The stronger signals are being overdriven by the amp. You could try a variable attenuator to see if you can find a setting where the stronger channels don't get overdriven but the weak channel is amplified enough. Probably the best bet though is a UHF/VHF combo antenna. The Radio Shack 15-1880 gets some good reports. Another option is to add a pair of rabbit ears for NBC and use UVSJ or UHF/VHF splitter joiner to combine the 2 antennas.


----------



## zephyr (Jun 25, 2005)

greywolf said:


> The stronger signals are being overdriven by the amp. You could try a variable attenuator to see if you can find a setting where the stronger channels don't get overdriven but the weak channel is amplified enough. Probably the best bet though is a UHF/VHF combo antenna. The Radio Shack 15-1880 gets some good reports. Another option is to add a pait of rabbit ears for NBC and use UVSJ or UHF/VHF splitter joiner to combine the 2 antennas.

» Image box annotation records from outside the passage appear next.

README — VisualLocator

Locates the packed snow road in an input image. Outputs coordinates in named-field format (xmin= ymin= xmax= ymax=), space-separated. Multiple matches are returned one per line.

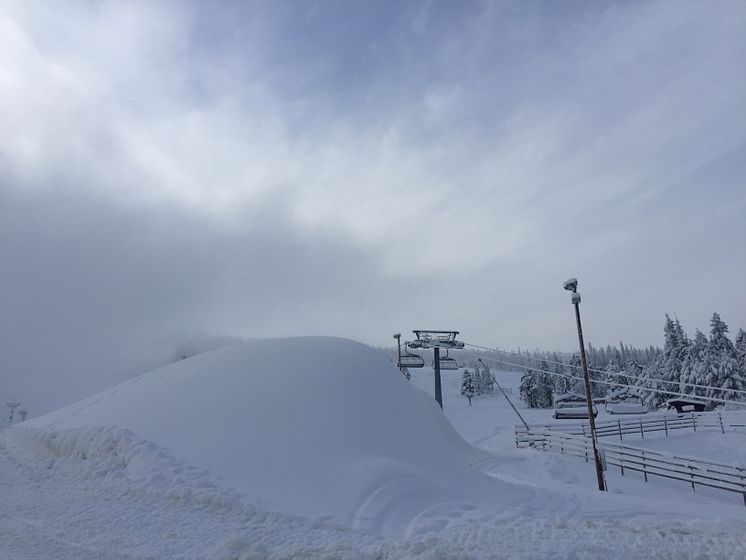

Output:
xmin=0 ymin=338 xmax=746 ymax=560
xmin=0 ymin=429 xmax=746 ymax=560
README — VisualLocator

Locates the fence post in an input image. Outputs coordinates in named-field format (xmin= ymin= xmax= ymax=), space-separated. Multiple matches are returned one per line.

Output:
xmin=687 ymin=465 xmax=696 ymax=492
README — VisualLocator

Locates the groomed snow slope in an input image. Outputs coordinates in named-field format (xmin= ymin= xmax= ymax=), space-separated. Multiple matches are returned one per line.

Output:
xmin=28 ymin=337 xmax=543 ymax=534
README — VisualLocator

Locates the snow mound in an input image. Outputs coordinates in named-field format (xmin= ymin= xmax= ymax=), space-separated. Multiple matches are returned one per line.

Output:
xmin=27 ymin=337 xmax=537 ymax=534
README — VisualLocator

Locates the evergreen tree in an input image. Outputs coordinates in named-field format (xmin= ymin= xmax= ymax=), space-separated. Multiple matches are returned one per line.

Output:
xmin=734 ymin=329 xmax=746 ymax=377
xmin=518 ymin=369 xmax=536 ymax=408
xmin=706 ymin=313 xmax=746 ymax=400
xmin=660 ymin=314 xmax=687 ymax=402
xmin=680 ymin=329 xmax=708 ymax=397
xmin=536 ymin=360 xmax=554 ymax=408
xmin=461 ymin=369 xmax=476 ymax=406
xmin=552 ymin=352 xmax=570 ymax=394
xmin=638 ymin=358 xmax=668 ymax=408
xmin=568 ymin=354 xmax=585 ymax=395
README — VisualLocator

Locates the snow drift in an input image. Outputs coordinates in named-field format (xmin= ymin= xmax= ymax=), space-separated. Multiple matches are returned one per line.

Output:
xmin=27 ymin=337 xmax=534 ymax=534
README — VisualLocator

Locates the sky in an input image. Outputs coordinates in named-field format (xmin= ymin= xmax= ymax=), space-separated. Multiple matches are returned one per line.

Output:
xmin=0 ymin=0 xmax=746 ymax=408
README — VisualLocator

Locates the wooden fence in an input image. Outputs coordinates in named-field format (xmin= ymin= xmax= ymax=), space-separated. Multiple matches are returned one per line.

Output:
xmin=515 ymin=411 xmax=746 ymax=447
xmin=526 ymin=429 xmax=746 ymax=505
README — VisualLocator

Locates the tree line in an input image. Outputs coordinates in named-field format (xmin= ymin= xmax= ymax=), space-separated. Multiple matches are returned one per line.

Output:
xmin=502 ymin=313 xmax=746 ymax=409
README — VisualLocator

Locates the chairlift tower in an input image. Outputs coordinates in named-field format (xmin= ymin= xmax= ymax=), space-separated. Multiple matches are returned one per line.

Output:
xmin=405 ymin=329 xmax=464 ymax=408
xmin=5 ymin=397 xmax=21 ymax=424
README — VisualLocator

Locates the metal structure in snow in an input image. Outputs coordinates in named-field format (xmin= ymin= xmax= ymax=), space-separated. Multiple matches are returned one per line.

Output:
xmin=406 ymin=329 xmax=464 ymax=408
xmin=564 ymin=278 xmax=606 ymax=492
xmin=394 ymin=333 xmax=425 ymax=373
xmin=5 ymin=397 xmax=21 ymax=424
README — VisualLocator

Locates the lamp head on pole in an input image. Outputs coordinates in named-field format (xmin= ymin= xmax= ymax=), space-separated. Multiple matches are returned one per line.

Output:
xmin=565 ymin=278 xmax=578 ymax=293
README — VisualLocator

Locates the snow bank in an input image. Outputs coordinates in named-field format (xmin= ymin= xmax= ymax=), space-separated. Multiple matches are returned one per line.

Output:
xmin=23 ymin=337 xmax=536 ymax=534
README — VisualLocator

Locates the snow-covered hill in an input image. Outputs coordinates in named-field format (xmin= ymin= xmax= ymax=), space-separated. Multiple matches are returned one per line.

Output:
xmin=0 ymin=337 xmax=746 ymax=560
xmin=20 ymin=337 xmax=536 ymax=534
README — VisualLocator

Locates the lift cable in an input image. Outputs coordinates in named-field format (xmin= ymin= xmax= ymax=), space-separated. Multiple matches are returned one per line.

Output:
xmin=464 ymin=342 xmax=746 ymax=397
xmin=464 ymin=344 xmax=746 ymax=406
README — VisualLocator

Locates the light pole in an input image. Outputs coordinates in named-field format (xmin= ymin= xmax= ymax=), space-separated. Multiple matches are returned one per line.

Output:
xmin=564 ymin=278 xmax=606 ymax=492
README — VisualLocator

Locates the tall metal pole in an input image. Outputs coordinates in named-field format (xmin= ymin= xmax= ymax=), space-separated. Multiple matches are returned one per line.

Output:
xmin=394 ymin=333 xmax=401 ymax=368
xmin=433 ymin=346 xmax=443 ymax=409
xmin=572 ymin=302 xmax=606 ymax=492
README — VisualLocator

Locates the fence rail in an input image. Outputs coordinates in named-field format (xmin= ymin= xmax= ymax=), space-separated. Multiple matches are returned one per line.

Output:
xmin=529 ymin=430 xmax=746 ymax=505
xmin=515 ymin=406 xmax=746 ymax=447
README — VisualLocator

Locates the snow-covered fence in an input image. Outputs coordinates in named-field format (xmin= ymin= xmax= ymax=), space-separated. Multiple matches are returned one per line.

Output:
xmin=527 ymin=430 xmax=746 ymax=505
xmin=515 ymin=411 xmax=746 ymax=447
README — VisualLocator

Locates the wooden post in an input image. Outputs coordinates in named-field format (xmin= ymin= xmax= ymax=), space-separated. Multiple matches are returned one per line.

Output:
xmin=572 ymin=302 xmax=606 ymax=492
xmin=433 ymin=346 xmax=443 ymax=409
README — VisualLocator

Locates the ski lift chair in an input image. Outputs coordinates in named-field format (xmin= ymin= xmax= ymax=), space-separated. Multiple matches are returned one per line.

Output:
xmin=397 ymin=352 xmax=425 ymax=369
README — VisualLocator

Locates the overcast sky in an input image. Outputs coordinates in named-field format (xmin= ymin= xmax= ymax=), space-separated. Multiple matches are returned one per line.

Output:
xmin=0 ymin=0 xmax=746 ymax=412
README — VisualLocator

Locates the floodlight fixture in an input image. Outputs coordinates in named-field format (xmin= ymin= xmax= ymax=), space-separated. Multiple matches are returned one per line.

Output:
xmin=565 ymin=278 xmax=578 ymax=292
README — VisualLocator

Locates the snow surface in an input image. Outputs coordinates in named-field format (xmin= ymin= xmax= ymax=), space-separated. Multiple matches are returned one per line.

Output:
xmin=0 ymin=338 xmax=746 ymax=560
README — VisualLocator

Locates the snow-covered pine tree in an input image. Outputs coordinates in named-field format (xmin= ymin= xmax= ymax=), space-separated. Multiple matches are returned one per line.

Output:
xmin=568 ymin=354 xmax=585 ymax=395
xmin=734 ymin=329 xmax=746 ymax=377
xmin=536 ymin=360 xmax=554 ymax=408
xmin=552 ymin=352 xmax=570 ymax=394
xmin=706 ymin=313 xmax=746 ymax=399
xmin=661 ymin=313 xmax=688 ymax=402
xmin=638 ymin=357 xmax=669 ymax=408
xmin=680 ymin=329 xmax=708 ymax=397
xmin=518 ymin=368 xmax=536 ymax=408
xmin=461 ymin=369 xmax=476 ymax=406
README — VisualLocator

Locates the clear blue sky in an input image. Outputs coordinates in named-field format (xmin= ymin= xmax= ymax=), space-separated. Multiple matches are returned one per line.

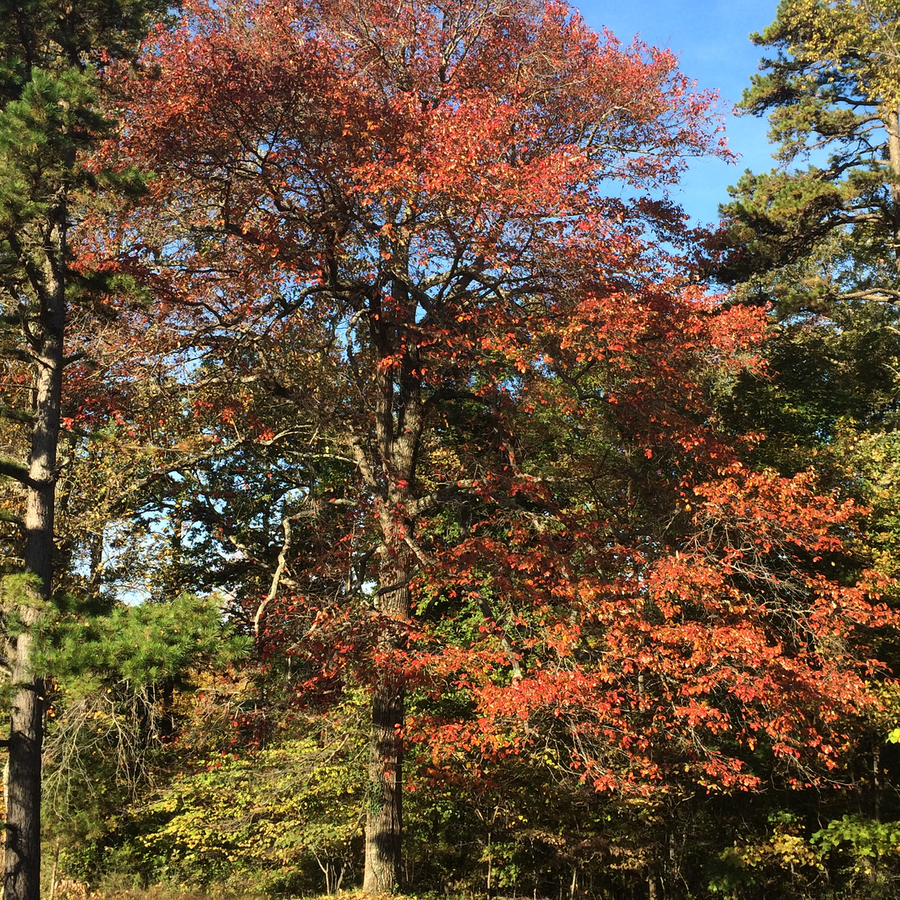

I agree. I tried an antenna amplifier and had the same issues, though not in the Atlanta area. There are some technical issues with combining antennas, but this inexpensive solution is worth a try.

There are websites that will map the distance and direction to the stations in your area. That will give you a hint as to how to proceed. Try http://titantv.com/ttv/AntennaSelector/start.aspx. It has mapping software. A unit built as a combined UHF/VHF indoor antenna may work, if transmitters are in the same direction. An attic antenna may be a good compromise.

Good luck!


----------



## greywolf (Jul 13, 2005)

A UVSJ does have the usual technical issues of combining antennas. It keeps the UHF and VHF frequencies separate so is perfect for combining a VHF antenna with a UHF antenna.


----------



## Mark Lamutt (Mar 24, 2002)

Moving to Broadcast HDTV Forum, as this is not directly 942 related.


----------



## lakebum431 (Jun 30, 2005)

Sorry, Mark. I didn't mean to put this in the wrong place. I'm kinda new here.


----------



## Mark Lamutt (Mar 24, 2002)

No worries, lakebum! I just wanted your thread to be seen by the widest audience.


----------